With the gift of recapitulating some of those memories and looking at them afresh with my relatively better schooled analytical mind, it struck me that what the statistician (or more precisely, compiler of statistics) was trying to do was to use the law of large numbers (and large event sizes) to produce a distribution centered around the true mean. Put in another way, when the sample is small, one is more apt to get extreme values. So, if the "true" average for number of innings per century is 4.5, there could be 3-4 innings' stretches where the player scores consecutive hundreds, pushing the average well down. And if these stretches occur (by chance) at the start of someone's career, it is wont to lead to wrong conclusions about the ability of the batsman.
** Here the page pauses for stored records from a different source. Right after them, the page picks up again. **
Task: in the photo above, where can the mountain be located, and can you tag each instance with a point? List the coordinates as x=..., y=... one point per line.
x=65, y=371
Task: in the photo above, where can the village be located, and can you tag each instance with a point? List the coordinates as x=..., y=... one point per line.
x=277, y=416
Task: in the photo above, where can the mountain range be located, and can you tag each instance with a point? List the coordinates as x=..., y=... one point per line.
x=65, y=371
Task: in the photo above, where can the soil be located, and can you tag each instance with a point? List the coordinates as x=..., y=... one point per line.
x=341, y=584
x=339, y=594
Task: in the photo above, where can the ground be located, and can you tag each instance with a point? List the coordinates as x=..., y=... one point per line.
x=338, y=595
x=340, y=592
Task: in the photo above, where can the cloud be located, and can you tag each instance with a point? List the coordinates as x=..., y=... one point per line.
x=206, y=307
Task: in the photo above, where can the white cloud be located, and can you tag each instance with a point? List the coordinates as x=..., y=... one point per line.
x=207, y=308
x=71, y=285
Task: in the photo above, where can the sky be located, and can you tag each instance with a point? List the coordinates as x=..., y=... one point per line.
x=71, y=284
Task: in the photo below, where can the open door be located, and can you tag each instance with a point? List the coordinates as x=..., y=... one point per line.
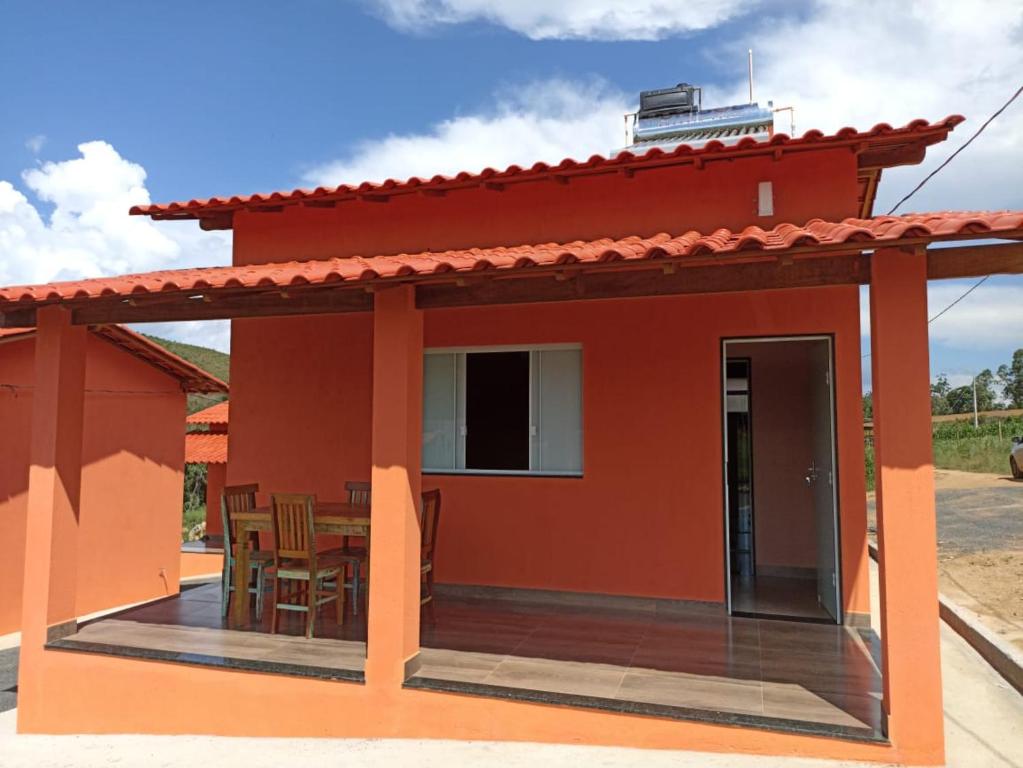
x=820, y=479
x=781, y=522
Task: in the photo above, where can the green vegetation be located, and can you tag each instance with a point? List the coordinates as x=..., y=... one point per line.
x=218, y=364
x=212, y=361
x=959, y=446
x=985, y=449
x=194, y=507
x=1001, y=390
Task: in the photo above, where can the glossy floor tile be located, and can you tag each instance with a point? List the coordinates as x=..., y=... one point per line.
x=694, y=660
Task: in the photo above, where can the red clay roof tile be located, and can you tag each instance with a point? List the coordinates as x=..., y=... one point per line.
x=215, y=414
x=919, y=132
x=865, y=233
x=206, y=448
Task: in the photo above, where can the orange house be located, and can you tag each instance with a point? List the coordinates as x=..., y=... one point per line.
x=208, y=447
x=635, y=381
x=130, y=484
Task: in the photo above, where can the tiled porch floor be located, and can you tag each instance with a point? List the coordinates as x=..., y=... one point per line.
x=675, y=658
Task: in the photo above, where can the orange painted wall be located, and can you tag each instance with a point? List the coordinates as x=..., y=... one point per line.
x=133, y=459
x=93, y=693
x=196, y=563
x=646, y=518
x=783, y=445
x=216, y=478
x=671, y=199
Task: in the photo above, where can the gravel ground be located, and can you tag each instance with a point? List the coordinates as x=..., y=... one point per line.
x=8, y=679
x=976, y=512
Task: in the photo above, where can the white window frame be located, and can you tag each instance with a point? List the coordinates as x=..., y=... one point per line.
x=534, y=430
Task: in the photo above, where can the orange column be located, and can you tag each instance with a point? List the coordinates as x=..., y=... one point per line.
x=54, y=484
x=906, y=528
x=397, y=438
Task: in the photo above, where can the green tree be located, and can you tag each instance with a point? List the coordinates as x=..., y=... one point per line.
x=939, y=396
x=961, y=399
x=1011, y=380
x=987, y=398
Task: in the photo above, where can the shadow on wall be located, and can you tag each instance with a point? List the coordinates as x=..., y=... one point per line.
x=132, y=479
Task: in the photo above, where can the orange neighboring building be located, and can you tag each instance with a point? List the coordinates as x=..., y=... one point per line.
x=131, y=475
x=208, y=447
x=636, y=382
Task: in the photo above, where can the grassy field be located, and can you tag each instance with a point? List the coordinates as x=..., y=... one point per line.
x=212, y=361
x=960, y=446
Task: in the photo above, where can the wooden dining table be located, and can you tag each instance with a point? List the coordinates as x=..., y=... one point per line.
x=336, y=517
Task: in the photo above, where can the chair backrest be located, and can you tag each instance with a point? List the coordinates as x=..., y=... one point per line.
x=293, y=528
x=358, y=492
x=235, y=499
x=428, y=524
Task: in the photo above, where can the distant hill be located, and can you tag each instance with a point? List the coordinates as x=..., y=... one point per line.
x=212, y=361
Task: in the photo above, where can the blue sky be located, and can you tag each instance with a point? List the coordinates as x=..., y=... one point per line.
x=204, y=98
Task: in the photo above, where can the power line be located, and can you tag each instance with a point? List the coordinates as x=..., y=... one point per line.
x=963, y=296
x=934, y=173
x=951, y=156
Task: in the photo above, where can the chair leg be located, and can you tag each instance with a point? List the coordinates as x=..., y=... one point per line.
x=341, y=598
x=260, y=581
x=273, y=620
x=225, y=589
x=310, y=606
x=356, y=579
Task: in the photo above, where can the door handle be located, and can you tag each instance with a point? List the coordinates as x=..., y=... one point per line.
x=811, y=475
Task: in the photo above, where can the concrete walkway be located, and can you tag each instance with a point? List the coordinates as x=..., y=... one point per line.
x=983, y=727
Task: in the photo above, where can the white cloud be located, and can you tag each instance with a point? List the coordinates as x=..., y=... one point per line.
x=215, y=333
x=87, y=231
x=35, y=143
x=991, y=319
x=573, y=19
x=988, y=318
x=851, y=62
x=539, y=122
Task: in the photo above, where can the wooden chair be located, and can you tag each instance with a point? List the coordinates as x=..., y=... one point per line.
x=359, y=494
x=297, y=561
x=428, y=529
x=235, y=499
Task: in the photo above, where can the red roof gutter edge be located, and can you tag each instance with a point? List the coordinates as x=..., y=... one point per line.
x=188, y=373
x=810, y=140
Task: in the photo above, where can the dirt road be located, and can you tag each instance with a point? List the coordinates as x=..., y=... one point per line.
x=980, y=546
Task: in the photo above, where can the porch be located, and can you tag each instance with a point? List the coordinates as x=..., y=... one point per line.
x=658, y=658
x=347, y=393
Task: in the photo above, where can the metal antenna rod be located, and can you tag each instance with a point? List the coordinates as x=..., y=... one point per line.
x=751, y=75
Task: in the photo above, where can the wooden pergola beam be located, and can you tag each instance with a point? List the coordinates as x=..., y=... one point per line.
x=649, y=282
x=799, y=267
x=975, y=261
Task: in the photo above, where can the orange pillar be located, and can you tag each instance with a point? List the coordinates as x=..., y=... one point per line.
x=54, y=485
x=397, y=437
x=906, y=527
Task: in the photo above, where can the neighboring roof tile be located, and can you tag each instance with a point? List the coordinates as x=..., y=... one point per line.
x=206, y=448
x=864, y=233
x=917, y=132
x=192, y=377
x=215, y=414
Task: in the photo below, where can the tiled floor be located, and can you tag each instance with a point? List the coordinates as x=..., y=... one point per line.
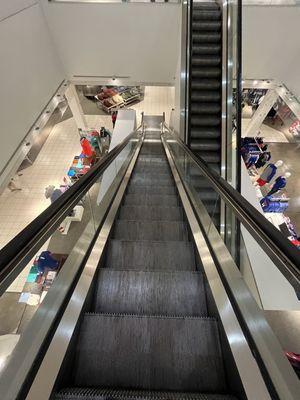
x=267, y=132
x=19, y=208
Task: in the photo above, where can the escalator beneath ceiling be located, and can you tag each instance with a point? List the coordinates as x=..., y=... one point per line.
x=148, y=331
x=205, y=94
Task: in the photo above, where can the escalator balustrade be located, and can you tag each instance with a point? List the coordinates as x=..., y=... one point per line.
x=148, y=333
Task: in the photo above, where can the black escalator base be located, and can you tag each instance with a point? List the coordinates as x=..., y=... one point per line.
x=114, y=394
x=206, y=89
x=148, y=334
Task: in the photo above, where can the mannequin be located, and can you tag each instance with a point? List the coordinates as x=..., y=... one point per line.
x=268, y=173
x=279, y=183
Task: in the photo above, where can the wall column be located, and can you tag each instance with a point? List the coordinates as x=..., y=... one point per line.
x=261, y=113
x=75, y=106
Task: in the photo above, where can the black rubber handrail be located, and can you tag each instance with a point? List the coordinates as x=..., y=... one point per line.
x=20, y=248
x=282, y=252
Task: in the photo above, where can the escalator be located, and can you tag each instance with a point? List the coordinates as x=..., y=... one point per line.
x=148, y=332
x=154, y=307
x=205, y=93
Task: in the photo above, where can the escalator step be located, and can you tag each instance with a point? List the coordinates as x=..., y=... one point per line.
x=206, y=26
x=205, y=73
x=152, y=178
x=206, y=38
x=205, y=108
x=151, y=200
x=142, y=255
x=206, y=15
x=205, y=133
x=209, y=158
x=205, y=97
x=118, y=394
x=151, y=213
x=161, y=353
x=205, y=121
x=150, y=230
x=150, y=293
x=206, y=49
x=147, y=167
x=206, y=145
x=152, y=160
x=206, y=84
x=206, y=61
x=205, y=6
x=151, y=189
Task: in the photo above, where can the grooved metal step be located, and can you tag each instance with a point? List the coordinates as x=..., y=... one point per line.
x=148, y=167
x=206, y=61
x=150, y=230
x=160, y=353
x=206, y=49
x=119, y=394
x=206, y=84
x=206, y=15
x=151, y=190
x=206, y=37
x=205, y=72
x=152, y=160
x=152, y=179
x=209, y=158
x=205, y=108
x=150, y=255
x=205, y=97
x=150, y=293
x=207, y=26
x=205, y=121
x=206, y=145
x=151, y=213
x=151, y=200
x=205, y=133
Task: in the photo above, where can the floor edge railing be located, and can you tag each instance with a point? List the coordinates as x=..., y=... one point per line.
x=278, y=374
x=284, y=255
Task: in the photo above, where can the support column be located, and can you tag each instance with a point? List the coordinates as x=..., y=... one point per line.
x=261, y=113
x=75, y=106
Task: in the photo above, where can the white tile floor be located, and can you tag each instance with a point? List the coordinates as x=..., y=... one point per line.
x=268, y=133
x=19, y=208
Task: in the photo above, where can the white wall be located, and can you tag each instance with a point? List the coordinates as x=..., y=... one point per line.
x=271, y=45
x=29, y=71
x=136, y=40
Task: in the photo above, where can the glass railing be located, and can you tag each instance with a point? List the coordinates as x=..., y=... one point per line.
x=115, y=1
x=48, y=271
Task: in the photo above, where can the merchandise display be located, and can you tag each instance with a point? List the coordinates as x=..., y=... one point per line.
x=44, y=270
x=112, y=98
x=279, y=184
x=268, y=185
x=268, y=173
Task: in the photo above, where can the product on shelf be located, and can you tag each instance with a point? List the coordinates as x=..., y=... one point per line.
x=113, y=98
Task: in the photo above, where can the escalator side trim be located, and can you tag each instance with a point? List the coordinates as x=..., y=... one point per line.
x=254, y=384
x=264, y=343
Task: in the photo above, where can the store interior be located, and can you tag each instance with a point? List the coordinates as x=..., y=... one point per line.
x=60, y=158
x=270, y=149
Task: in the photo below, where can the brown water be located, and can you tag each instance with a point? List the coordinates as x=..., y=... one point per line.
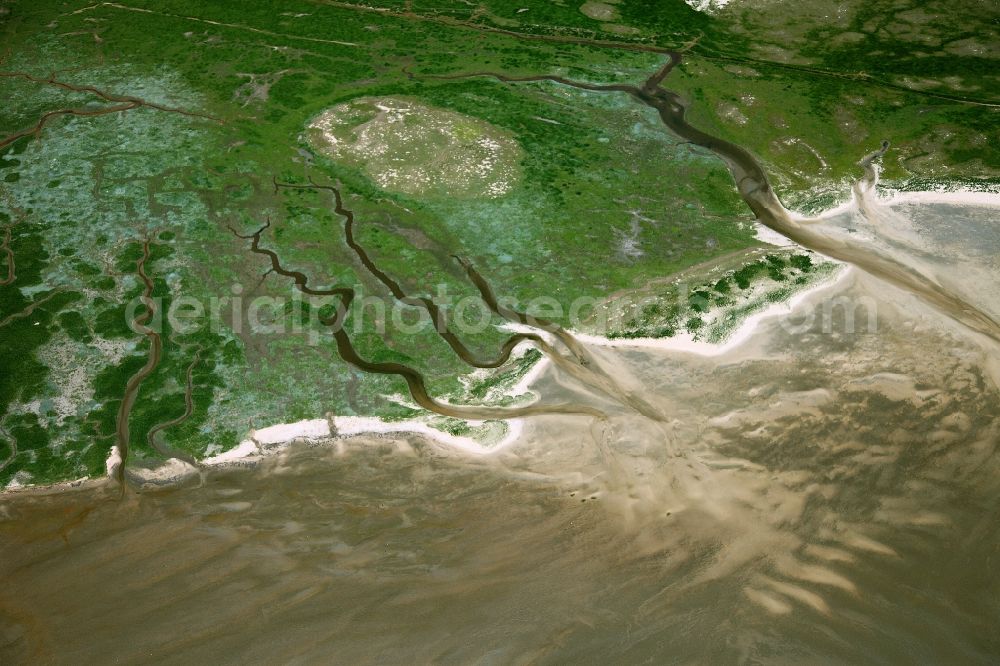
x=818, y=497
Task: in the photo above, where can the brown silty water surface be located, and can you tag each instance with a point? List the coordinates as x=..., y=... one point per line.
x=827, y=492
x=815, y=495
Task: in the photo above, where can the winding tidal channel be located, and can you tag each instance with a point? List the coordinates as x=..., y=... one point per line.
x=826, y=492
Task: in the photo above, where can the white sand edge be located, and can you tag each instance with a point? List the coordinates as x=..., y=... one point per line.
x=686, y=342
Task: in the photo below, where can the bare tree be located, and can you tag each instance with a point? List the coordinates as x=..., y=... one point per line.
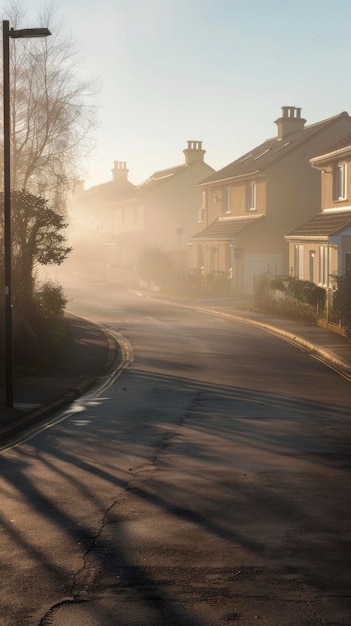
x=53, y=113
A simple exercise. How many Heads to expect out of 5 coin tosses with an unbiased coin? One would say, between 2 and 3 Heads. But if you had one trial vs several, what would you expect? What would the mean look like and what would the distribution be? For the sake of simplicity, let's label 2 and 3 Heads as Central values, 1 and 4 as Off-Central and 0 and 5 as Extreme values.

I did a quick simulation. Following are the results around mean, Central, Off-Central and Extreme values.
With 1 trial, the results were: 3,1,0,0.
With 3 trials, the results were: 1.66,0,2,1.
With 5 trials, the results were: 1.8,1,4,0.
With 10 trials, the results were: 2.7,10,0,0.
Now 10 is no magic number but it is easy to see how one can get a greater proportion of central values (or values closer to the mean) as the number of trials gets larger. I would love to get a cool snip of SAS or R code that can do this simulation. And hence the push to eliminate outliers by increasing the number of trials.

Now this is the paradox of small trials. When the number of trials are small, when you have fewer shots at observing something, chances are greater that you'd actually see more extreme values whose frequency cannot be predicted. What does this mean for risk management? Does one try and manage greater volatility at a unit level or lesser at the system level? And how do you make sure the greater volatility at the unit level does not sink your business?